Quando arrivarono al recinto, l'odore della paglia e della polvere li investì. Maggie individuò subito la figlia. Faith era in bilico sullo steccato e osservava intenta il fervore delle attività. Era protesa in avanti, verso gli animali, e Maggie si sentì venir meno per la paura. «Faith» la chiamò quando fu a pochi metri da lei. «Scendi immediatamente da lì.» Vedendola, la ragazzina fece per salutarla, ma ci mise troppo slancio. «Cia...» Un istante più tardi Maggie la vide perdere l'equilibrio e cadere dentro al recinto. L'attenzione di tutti era rivolta al centro dell'arena, dove Mitch Rafferty stava parlando al microfono. Nessuno vicino a Faith si era accorto che la bambina era caduta e correva il rischio di essere travolta. «Oh, Dio...» gemette Maggie, atterrita. Le sembrava di vivere un incubo: aveva le gambe bloccate nelle sabbie mobili e non poteva correre in soccorso della figlia. Ma Jack non ebbe esitazioni. Senza dire una parola, saltò dentro al recinto e, gesticolando per tenere lontane le bestie, afferrò la bambina. Poi, proteggendola con il suo corpo, la portò in salvo. Con il braccino stretto attorno alle sue spalle forti, Faith gli sorrise. «Grazie, signore.» «Tutto a posto?» «Sì» rispose la bimba. Ma quando spostò lo sguardo sulla madre, si rabbuiò. «Forse no. Può mettermi giù adesso, mi sa che è in arrivo un castigo.» «Ti sei fatta male?» domandò Maggie prendendola per un braccio e controllando il suo visetto lentigginoso. Per fortuna non c'erano escoriazioni o lividi.
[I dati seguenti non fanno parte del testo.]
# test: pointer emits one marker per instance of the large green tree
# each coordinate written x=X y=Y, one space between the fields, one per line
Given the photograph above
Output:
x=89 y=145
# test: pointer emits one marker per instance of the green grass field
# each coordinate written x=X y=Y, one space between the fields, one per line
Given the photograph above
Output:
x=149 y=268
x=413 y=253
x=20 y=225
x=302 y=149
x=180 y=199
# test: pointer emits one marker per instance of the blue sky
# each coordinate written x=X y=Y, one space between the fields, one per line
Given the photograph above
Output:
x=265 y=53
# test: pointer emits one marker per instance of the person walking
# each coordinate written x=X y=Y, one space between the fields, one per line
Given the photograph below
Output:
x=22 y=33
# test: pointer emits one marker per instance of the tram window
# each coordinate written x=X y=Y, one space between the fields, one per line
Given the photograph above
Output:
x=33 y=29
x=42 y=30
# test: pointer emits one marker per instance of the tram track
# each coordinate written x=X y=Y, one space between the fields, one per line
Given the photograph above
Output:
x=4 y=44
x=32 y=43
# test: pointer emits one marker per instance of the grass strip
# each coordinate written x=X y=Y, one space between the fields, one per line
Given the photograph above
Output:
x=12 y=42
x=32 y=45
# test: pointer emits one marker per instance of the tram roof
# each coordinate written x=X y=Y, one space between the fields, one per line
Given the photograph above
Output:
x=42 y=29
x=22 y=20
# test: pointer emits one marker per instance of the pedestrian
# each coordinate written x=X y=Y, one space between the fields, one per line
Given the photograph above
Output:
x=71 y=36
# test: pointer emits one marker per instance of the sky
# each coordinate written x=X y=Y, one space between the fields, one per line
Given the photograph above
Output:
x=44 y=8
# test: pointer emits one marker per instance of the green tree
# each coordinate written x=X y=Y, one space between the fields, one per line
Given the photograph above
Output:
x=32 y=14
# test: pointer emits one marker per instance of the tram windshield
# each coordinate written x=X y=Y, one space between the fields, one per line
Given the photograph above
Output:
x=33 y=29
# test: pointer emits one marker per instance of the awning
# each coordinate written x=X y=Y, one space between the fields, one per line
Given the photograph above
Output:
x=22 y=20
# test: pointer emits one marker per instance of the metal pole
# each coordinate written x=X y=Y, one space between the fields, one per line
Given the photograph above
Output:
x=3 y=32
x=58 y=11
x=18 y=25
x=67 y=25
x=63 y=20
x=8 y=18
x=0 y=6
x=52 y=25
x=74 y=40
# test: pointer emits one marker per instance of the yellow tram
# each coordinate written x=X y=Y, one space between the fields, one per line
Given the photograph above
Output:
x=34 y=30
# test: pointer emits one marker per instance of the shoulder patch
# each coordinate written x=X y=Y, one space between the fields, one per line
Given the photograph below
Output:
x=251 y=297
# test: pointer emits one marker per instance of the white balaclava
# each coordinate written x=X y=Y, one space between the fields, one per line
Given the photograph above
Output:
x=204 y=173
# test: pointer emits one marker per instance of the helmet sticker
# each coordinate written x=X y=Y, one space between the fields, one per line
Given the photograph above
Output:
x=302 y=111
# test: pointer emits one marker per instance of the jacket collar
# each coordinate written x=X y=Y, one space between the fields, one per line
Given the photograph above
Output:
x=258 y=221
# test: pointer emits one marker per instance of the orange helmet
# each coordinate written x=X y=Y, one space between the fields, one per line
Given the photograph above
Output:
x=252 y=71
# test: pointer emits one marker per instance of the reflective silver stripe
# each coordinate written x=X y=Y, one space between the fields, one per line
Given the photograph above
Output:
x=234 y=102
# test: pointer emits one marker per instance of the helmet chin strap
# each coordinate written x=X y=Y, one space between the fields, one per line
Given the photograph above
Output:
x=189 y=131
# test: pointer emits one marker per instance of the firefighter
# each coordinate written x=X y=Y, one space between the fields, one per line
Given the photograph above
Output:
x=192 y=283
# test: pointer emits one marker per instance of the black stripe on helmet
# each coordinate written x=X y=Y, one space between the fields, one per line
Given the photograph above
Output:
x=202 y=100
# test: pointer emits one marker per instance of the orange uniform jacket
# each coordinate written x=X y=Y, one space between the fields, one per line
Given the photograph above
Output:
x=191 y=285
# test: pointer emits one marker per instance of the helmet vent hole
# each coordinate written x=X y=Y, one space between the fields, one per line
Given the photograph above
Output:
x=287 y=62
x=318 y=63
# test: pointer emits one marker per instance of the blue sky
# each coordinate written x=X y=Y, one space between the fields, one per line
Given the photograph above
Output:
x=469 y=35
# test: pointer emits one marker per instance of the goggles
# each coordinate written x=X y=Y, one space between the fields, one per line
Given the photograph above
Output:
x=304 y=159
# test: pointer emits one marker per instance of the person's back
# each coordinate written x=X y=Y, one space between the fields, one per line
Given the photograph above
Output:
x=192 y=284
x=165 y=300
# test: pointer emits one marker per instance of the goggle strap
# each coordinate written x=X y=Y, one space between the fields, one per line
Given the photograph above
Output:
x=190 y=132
Aveva delle chiazze rosse sulla maglietta, ma erano macchie di gelato alla fragola. «Sta bene» rispose Jack al suo posto. «Però credo 333


che faremmo meglio a rintracciare i suoi genitori.» Gli occhi blu di Faith – identici a quelli di Jack – corsero dalla madre a lui. «Non è il caso di cercarli.» «Come?» ribatté lui sconcertato. «Ho soltanto la mamma ed è qui.» Maggie si irrigidì. Il volto di Jack si era fatto nuovamente inespressivo, ma era teso, come se ogni cellula del suo corpo fosse in allarme. Le diede un pizzico di soddisfazione essere riuscita a scorgere quell'accenno di reazione. Si augurò che non facesse commenti, ma purtroppo quella speranza svanì ben presto. «Mamma?» ripeté lui, inarcando un sopracciglio.